On January 6, the bipartisan Commission on Presidential Debates (CPD) announced the criteria that presidential candidates will have to meet in order to appear in next October’s nationally televised debates. As usual, to be included, a candidate must meet the Constitution’s eligibility requirements, and must be on the ballot in enough states to have a mathematical chance of winning. But the commission has added a third criterion: Candidates must command the support of at least 15 percent of respondents in national opinion polls approximately one week before each debate.
The commission says its goal in devising these rules is to “identify those candidates who have achieved a level of electoral support such that they realistically are considered to be among the principal rivals for the presidency.” But the nationally televised debates themselves can be a crucial avenue for lesser-known candidates to raise public awareness of their campaigns and ideas–especially those contestants with little money to spend on television advertising.
To see how the commission’s new rules might affect a little-known third-party challenger, it is useful to examine the case of Jesse Ventura, the successful insurgent candidate in the 1998 Minnesota governor’s race. Less than six weeks before the vote–and almost eight months into his campaign–Ventura’s poll rating in a September 16-20 Minneapolis Star Tribune/KMSP-TV survey languished at only 10 percent (Star Tribune, 9/23/99).

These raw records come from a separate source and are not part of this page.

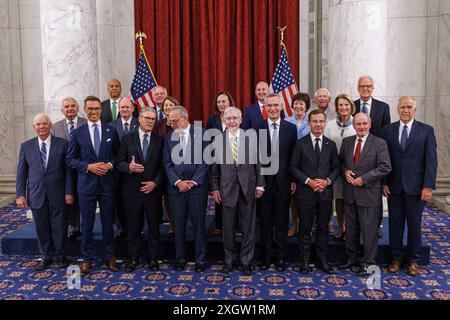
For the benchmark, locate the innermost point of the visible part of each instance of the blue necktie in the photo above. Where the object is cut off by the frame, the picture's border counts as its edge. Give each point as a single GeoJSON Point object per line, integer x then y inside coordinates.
{"type": "Point", "coordinates": [44, 155]}
{"type": "Point", "coordinates": [404, 138]}
{"type": "Point", "coordinates": [145, 146]}
{"type": "Point", "coordinates": [96, 139]}
{"type": "Point", "coordinates": [364, 108]}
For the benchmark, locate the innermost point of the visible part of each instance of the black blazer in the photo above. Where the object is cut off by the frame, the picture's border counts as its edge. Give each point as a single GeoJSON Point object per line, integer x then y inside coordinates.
{"type": "Point", "coordinates": [304, 165]}
{"type": "Point", "coordinates": [153, 170]}
{"type": "Point", "coordinates": [379, 114]}
{"type": "Point", "coordinates": [106, 115]}
{"type": "Point", "coordinates": [287, 140]}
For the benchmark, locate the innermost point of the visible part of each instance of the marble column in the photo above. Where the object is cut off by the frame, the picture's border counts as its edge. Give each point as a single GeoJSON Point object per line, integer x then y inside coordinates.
{"type": "Point", "coordinates": [357, 45]}
{"type": "Point", "coordinates": [69, 51]}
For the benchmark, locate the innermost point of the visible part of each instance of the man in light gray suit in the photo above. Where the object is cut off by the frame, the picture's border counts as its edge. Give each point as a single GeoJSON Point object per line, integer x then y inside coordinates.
{"type": "Point", "coordinates": [237, 183]}
{"type": "Point", "coordinates": [365, 162]}
{"type": "Point", "coordinates": [64, 129]}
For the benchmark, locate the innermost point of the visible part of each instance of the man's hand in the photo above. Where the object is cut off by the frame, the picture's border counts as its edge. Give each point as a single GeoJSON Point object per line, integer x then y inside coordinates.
{"type": "Point", "coordinates": [148, 186]}
{"type": "Point", "coordinates": [21, 202]}
{"type": "Point", "coordinates": [99, 168]}
{"type": "Point", "coordinates": [69, 199]}
{"type": "Point", "coordinates": [427, 194]}
{"type": "Point", "coordinates": [135, 167]}
{"type": "Point", "coordinates": [258, 193]}
{"type": "Point", "coordinates": [385, 190]}
{"type": "Point", "coordinates": [217, 197]}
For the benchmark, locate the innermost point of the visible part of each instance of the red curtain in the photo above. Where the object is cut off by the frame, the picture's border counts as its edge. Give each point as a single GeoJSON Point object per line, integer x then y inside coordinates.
{"type": "Point", "coordinates": [197, 48]}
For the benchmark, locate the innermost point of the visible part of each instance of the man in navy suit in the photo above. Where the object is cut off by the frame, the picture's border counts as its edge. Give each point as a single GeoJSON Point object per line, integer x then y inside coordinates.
{"type": "Point", "coordinates": [256, 113]}
{"type": "Point", "coordinates": [140, 161]}
{"type": "Point", "coordinates": [125, 124]}
{"type": "Point", "coordinates": [315, 167]}
{"type": "Point", "coordinates": [412, 148]}
{"type": "Point", "coordinates": [44, 181]}
{"type": "Point", "coordinates": [280, 137]}
{"type": "Point", "coordinates": [187, 175]}
{"type": "Point", "coordinates": [92, 153]}
{"type": "Point", "coordinates": [380, 116]}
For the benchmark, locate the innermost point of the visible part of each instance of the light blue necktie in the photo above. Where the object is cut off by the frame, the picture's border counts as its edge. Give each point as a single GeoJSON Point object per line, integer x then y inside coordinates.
{"type": "Point", "coordinates": [404, 138]}
{"type": "Point", "coordinates": [44, 155]}
{"type": "Point", "coordinates": [145, 146]}
{"type": "Point", "coordinates": [96, 139]}
{"type": "Point", "coordinates": [364, 108]}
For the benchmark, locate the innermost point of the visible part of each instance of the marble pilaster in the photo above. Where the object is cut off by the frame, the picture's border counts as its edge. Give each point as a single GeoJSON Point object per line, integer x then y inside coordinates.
{"type": "Point", "coordinates": [357, 44]}
{"type": "Point", "coordinates": [69, 51]}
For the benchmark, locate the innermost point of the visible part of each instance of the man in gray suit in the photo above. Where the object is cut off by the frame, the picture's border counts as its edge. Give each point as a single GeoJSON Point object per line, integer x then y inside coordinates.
{"type": "Point", "coordinates": [64, 129]}
{"type": "Point", "coordinates": [365, 162]}
{"type": "Point", "coordinates": [236, 183]}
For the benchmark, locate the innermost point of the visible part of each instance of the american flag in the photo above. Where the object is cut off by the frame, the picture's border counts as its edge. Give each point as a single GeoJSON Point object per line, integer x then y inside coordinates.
{"type": "Point", "coordinates": [283, 82]}
{"type": "Point", "coordinates": [143, 83]}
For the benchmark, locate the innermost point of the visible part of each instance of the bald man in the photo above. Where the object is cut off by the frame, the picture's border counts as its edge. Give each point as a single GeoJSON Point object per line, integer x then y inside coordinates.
{"type": "Point", "coordinates": [44, 184]}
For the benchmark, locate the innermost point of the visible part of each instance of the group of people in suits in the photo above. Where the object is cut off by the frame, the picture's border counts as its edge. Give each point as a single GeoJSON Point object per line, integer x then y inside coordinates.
{"type": "Point", "coordinates": [127, 162]}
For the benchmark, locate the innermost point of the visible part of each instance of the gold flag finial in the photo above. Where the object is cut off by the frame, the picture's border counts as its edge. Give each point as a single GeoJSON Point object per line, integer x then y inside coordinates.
{"type": "Point", "coordinates": [141, 35]}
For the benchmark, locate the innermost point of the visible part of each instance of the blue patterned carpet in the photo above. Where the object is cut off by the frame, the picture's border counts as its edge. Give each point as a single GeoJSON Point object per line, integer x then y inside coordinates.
{"type": "Point", "coordinates": [19, 281]}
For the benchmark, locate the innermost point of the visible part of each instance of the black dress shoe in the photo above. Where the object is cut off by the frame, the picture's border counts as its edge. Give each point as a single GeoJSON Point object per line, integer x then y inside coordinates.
{"type": "Point", "coordinates": [132, 265]}
{"type": "Point", "coordinates": [227, 268]}
{"type": "Point", "coordinates": [74, 235]}
{"type": "Point", "coordinates": [280, 265]}
{"type": "Point", "coordinates": [63, 262]}
{"type": "Point", "coordinates": [180, 265]}
{"type": "Point", "coordinates": [327, 268]}
{"type": "Point", "coordinates": [200, 266]}
{"type": "Point", "coordinates": [44, 264]}
{"type": "Point", "coordinates": [153, 265]}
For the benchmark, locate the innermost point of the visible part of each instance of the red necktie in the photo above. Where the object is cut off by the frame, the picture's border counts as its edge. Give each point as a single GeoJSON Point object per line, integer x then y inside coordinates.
{"type": "Point", "coordinates": [264, 112]}
{"type": "Point", "coordinates": [357, 152]}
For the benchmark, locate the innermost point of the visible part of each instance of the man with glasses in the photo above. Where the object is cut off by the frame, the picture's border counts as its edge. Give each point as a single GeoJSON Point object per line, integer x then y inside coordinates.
{"type": "Point", "coordinates": [380, 116]}
{"type": "Point", "coordinates": [92, 153]}
{"type": "Point", "coordinates": [64, 129]}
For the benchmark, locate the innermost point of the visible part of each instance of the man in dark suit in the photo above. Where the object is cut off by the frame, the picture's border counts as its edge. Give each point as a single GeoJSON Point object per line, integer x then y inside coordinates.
{"type": "Point", "coordinates": [315, 167]}
{"type": "Point", "coordinates": [236, 184]}
{"type": "Point", "coordinates": [365, 162]}
{"type": "Point", "coordinates": [380, 116]}
{"type": "Point", "coordinates": [412, 147]}
{"type": "Point", "coordinates": [64, 129]}
{"type": "Point", "coordinates": [279, 137]}
{"type": "Point", "coordinates": [140, 161]}
{"type": "Point", "coordinates": [125, 124]}
{"type": "Point", "coordinates": [187, 175]}
{"type": "Point", "coordinates": [44, 184]}
{"type": "Point", "coordinates": [92, 153]}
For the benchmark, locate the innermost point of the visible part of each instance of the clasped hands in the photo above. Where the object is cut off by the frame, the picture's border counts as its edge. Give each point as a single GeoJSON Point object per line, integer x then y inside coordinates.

About a week later, on October 2, the first general-election gubernatorial debate was televised live. Believing that a successful Ventura campaign would draw votes away from the Republican candidate, Democratic nominee Hubert “Skip” Humphrey III insisted that Ventura be included. The debate went forward as a three-way confrontation among the two major-party candidates and Ventura, who was running on the Reform Party ticket. The Star Tribune (10/2/98) reported that, although no winner was declared, “Ventura, the underdog in the polls, made an impression on those who attended.”
Ventura went on to participate in seven additional debates, to favorable reviews. (“Ventura Wins Crowd’s Cheers Debating in Usual DFL Territory,” an October 7 Star Tribune headline read.) The next poll, conducted October 10-13 by the St. Paul Pioneer Press/KARE-TV, pegged Ventura’s support at 15 percent. A Star Tribune survey (10/20/98) taken a few days later showed his support to have risen to 21 percent. Remarkably, at the time that poll was completed, Ventura’s cash-strapped campaign had not yet aired a single television advertisement–but the candidate had participated in several televised debates with his major-party opponents.
Of course, Ventura went on to win the governor’s race with 37 percent of the vote. (He was followed by Coleman with 35 percent, and Humphrey with 28 percent.) Yet, although Ventura’s message obviously struck a chord with the Minnesota electorate, he would never have been afforded the initial opportunity to air his views in the first debate had the participants been weeded out according to this year’s CPD selection formula. While it is impossible to know with certainty how that race would have turned out, it is clear that a viable candidate would have been excluded.
Not only might the CPD’s criteria exclude potentially viable candidates, but limiting the debates to the Republican and Democratic candidates inevitably makes the events duller and less interesting to the public. People enjoy seeing established politicians challenged by unconventional or insurgent candidates. Compare the 1992 presidential debates, in which Ross Perot appeared alongside Bill Clinton and President George Bush, with the 1996 debates, featuring only Clinton and Bob Dole.
According to the CPD’s figures, the three 1992 debates, featuring Perot, were watched by an average of more than 90 million viewers. Furthermore, the audience for each debate grew progressively larger–from a viewership of 85 million for the first event to an impressive 97 million for the final broadcast. By contrast, the two 1996 debates, featuring only a pair of familiar politicians, were watched by an average of fewer than 42 million households–with the second debate drawing a far smaller audience (36 million) than the first (46 million).
The CPD, which says it exists to ensure that the presidential debates “provide the best possible information to viewers and listeners,” has chosen a selection formula that would virtually guarantee a two-party affair this fall. Such an outcome would produce a more sterile and exclusive election season. Ultimately, it is up to the news media, which broadcast the events as well as providing moderators and panelists, to insure that the presidential debates go forward in a way that serves broad democratic interests–not just the interests of the two major parties.